The System’s Response
Since going public about my resignation, I’ve received a steady stream of private messages—some encouraging, others angry or condescending.
But behind the scenes, I’ve also learned of internal leadership discussions in which my name, my personal non-OTO work, and my character were attacked.
Deeply personal spiritual experiences that I shared with people I thought were friends have been passed along to national leaders, who then use this information to openly ridicule me among the rank and file.
This is not only an example of malicious slander. It is also an example of the surveillance culture I described in a previous video.
My resignation has been dismissed as vanity. I have been accused of attempting to profit off my association with OTO. And even second-hand diagnoses about my mental health have been circulated as fact.
I won’t name my sources. They fear harm—and in my opinion, they should.
But here’s what I can say with confidence:
- My departure was not treated as an opportunity for reflection or growth.
- It was treated as a threat.
- And rather than address the concerns I raised, the system began to attack me personally.
That is not a bug in the system. It’s a feature. It’s what high-control groups do. And it’s exactly the pattern I had already warned about:
Discredit. Dismiss. Dehumanize.
Why This Matters
If an organisation’s first instinct is to character assassinate a former lodge master who served for more than a decade, imagine the risk for members with no title or platform. The message is clear: speak up and expect coordinated defamation.
So this video is not about revenge. It’s about transparency, so others who notice the same issues know they’re not alone and not “crazy.”
Recognizing the Pattern
The moment you stop playing along, labels appear:
- “unstable”
- “bitter”
- “dramatic”
Often from the same people who not even 30 days ago thought you were a person of integrity and character. You have to ask: What changed?
It’s an old script designed to distract from the questions you asked. But the pattern is becoming visible, and once you see it, you can’t un‑see it.
This is not about me. I did not resign out of ego.
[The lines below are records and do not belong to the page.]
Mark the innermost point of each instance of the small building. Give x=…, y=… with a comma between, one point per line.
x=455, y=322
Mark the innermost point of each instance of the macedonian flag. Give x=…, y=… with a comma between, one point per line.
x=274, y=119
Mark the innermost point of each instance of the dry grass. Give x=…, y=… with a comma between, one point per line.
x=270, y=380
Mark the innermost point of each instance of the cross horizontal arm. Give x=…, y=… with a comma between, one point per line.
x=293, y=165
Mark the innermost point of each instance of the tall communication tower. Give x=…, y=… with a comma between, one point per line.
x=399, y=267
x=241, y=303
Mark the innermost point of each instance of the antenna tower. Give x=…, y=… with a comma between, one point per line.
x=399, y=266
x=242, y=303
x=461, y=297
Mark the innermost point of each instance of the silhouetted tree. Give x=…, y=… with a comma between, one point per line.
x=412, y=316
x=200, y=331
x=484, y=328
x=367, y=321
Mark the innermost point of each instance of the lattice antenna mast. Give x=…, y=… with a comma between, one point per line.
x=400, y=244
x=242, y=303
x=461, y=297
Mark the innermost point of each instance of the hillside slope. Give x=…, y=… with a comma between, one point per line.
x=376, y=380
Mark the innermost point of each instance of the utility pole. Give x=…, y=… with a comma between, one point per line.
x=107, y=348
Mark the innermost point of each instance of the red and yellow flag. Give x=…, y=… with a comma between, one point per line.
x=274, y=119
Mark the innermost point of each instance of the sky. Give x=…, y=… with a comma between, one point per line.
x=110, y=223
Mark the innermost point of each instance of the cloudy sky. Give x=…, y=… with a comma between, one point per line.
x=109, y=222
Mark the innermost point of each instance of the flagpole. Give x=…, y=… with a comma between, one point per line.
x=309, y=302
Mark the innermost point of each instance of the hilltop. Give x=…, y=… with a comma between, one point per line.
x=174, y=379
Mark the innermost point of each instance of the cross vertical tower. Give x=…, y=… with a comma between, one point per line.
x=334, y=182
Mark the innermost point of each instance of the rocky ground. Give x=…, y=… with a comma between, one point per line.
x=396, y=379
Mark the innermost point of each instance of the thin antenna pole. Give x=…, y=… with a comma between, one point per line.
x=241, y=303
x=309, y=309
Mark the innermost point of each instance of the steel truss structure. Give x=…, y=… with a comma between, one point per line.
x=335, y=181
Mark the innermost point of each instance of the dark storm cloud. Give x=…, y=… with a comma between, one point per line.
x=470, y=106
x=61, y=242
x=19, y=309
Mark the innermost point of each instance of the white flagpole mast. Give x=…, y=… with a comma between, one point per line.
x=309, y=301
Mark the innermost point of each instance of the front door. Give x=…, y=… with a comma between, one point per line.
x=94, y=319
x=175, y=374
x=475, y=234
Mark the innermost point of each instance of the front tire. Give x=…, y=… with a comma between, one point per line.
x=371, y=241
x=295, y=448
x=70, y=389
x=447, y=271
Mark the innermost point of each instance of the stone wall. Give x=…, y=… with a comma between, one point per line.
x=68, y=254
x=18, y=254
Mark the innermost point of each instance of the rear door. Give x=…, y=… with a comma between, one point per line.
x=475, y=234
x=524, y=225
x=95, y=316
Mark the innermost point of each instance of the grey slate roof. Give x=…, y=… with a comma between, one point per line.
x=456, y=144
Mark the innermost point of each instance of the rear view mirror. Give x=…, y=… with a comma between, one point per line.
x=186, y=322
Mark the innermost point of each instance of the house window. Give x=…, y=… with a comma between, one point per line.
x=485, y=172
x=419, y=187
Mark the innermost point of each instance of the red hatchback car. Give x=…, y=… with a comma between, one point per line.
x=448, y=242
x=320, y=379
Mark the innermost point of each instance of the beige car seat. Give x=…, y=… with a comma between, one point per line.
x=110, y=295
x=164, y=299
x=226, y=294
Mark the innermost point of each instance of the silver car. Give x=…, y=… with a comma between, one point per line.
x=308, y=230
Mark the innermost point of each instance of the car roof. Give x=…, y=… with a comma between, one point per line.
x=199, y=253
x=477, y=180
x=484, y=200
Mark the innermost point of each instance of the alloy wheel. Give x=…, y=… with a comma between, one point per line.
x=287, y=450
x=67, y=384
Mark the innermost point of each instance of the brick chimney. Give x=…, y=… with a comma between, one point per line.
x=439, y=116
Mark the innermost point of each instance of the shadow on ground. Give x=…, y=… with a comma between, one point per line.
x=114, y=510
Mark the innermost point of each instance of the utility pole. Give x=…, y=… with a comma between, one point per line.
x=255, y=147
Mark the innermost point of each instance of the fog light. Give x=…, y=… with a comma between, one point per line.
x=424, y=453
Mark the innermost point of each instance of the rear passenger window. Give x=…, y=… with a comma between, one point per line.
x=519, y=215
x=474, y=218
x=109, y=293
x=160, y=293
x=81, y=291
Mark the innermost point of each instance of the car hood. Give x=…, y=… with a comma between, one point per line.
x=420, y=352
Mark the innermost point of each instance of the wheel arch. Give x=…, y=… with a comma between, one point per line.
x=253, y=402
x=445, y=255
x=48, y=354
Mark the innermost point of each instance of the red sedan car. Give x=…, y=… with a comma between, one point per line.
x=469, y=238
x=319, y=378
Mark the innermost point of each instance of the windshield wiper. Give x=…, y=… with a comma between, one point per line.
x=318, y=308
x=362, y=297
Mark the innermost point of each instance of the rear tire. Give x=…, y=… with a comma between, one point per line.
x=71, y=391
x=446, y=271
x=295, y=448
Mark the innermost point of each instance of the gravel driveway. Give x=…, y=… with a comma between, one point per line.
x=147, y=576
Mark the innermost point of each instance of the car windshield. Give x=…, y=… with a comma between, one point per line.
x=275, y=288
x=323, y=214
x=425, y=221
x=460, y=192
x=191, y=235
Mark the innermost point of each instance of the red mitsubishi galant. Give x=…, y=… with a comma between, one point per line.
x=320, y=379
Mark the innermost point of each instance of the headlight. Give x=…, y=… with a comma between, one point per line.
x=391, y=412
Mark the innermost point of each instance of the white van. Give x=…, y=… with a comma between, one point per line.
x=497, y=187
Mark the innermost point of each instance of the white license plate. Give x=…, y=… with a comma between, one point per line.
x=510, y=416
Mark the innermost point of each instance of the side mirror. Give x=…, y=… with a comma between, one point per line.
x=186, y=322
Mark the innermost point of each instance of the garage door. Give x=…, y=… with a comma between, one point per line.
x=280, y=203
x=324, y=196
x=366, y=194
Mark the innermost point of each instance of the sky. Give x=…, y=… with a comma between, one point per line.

I resigned because the patterns I have observed are incompatible with my sense of right and wrong.
Remember the patterns.
This way if it happens to you, you will know you were never alone.
Closing
If telling the truth creates controversy, perhaps the problem isn’t the truth‑teller—perhaps it’s what the truth reveals.
I’m not here to destroy anyone’s faith. I’m here to name what’s broken, so those experiencing the same dissonance know they have options.
Thank you for listening. Stay safe, stay sovereign, and keep trusting what you see.